Am 26. Mai entscheidet sich, wer künftig im Rathaussaal die Geschicke der Gemeinde Aitrach mitgestaltet. (Foto: Olaf Schulze)
Olaf Schulze

Der Aitracher Gemeinderat hat in seiner jüngsten Sitzung der vorgeschlagenen Besetzung des Gemeindewahlausschusses zur Kommunal- und Kreistagwahl am 26. Mai zugestimmt.

Der Gemeinderat von Aitrach besteht aus zwölf Mitgliedern, die die Parteien CDU, SPD und Freie Wähler (FWA) vertreten. Fünf Mitglieder bilden die Fraktion der CDU, drei die Fraktion der SPD und vier die Fraktion der FWA. Im Gremium sitzen derzeit drei Frauen und neun Männer. Der Gemeinderat trifft sich regelmäßig in den Ausschüssen oder im gesamten Gremium in etwa vierwöchigem Turnus, um über wichtige Themen zu beraten und Entscheidungen zu kommunalen Fragen zu treffen.

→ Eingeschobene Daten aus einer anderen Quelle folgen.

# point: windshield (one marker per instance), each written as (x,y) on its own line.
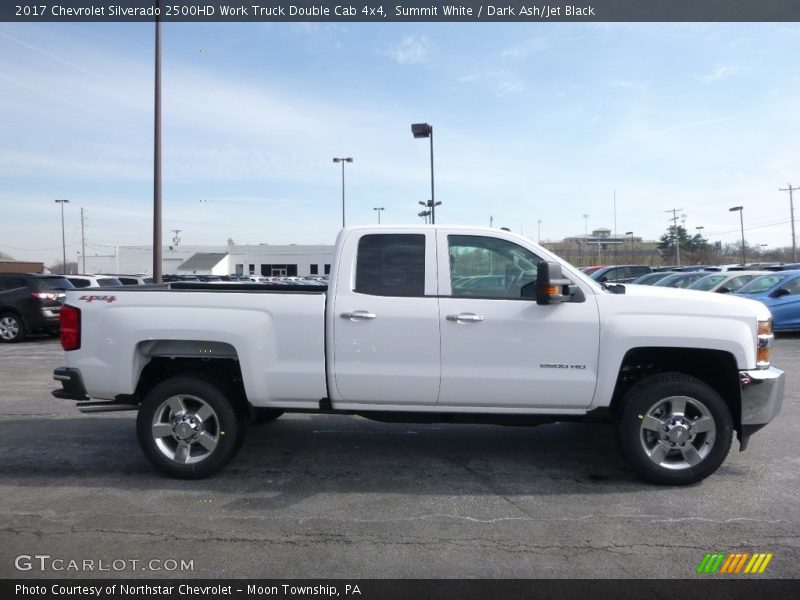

Dem Gemeindewahlausschuss obliegt die Leitung der Gemeindewahlen. Er wacht darüber, dass die Vorbereitung und Durchführung der Wahl vorschriftsmäßig vor sich gehen. Im vorbereitenden Verfahren ist ihm als wichtigste Aufgabe die Prüfung und Zulassung der Wahlvorschläge zugewiesen. Bei der Durchführung der Wahl kommt ihm vor allem die Ermittlung und Feststellung des Wahlergebnisses zu. Hierbei übt er eine weitgehende Kontroll- und Aufsichtsfunktion aus, indem er beispielsweise grundsätzlich alle Entscheidungen der Wahlvorstände überprüft. Bei der Wahl der Kreisräte ist er für die örtliche Durchführung und die Feststellung des Ergebnisses verantwortlich.

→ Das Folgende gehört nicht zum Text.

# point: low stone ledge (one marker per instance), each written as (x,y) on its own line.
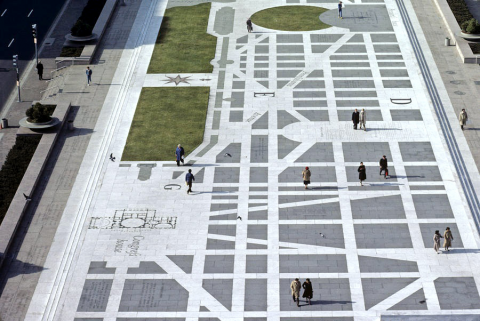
(99,29)
(464,50)
(32,175)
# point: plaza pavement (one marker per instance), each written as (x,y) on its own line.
(129,247)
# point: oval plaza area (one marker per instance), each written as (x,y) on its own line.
(313,140)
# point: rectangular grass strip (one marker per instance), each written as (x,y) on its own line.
(164,118)
(183,45)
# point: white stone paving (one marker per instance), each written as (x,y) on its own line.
(103,187)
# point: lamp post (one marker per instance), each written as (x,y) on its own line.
(34,34)
(15,65)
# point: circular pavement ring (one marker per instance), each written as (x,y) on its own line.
(290,18)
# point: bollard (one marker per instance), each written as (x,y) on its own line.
(4,123)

Die von der Verwaltung vorgeschlagenen Personen wurden einstimmig bestätigt. Den Vorsitz des Wahlausschusses übernimmt Thomas Eisele, die Stellvertretung Werner Diebold. Die Beisitzer sind Birgit Knittel, Max Schenk, deren Stellvertreter sind Herbert Reich und Jürgen Riedle, als Schriftführer fungiert Roland Neumaier. Normalerweise übernimmt der amtierende Bürgermeister den Vorsitz des Wahlausschusses, dies ist bei diesen Kommunalwahlen allerdings nicht möglich, da sich Bürgermeister Thomas Kellenberger für den Kreistag bewirbt.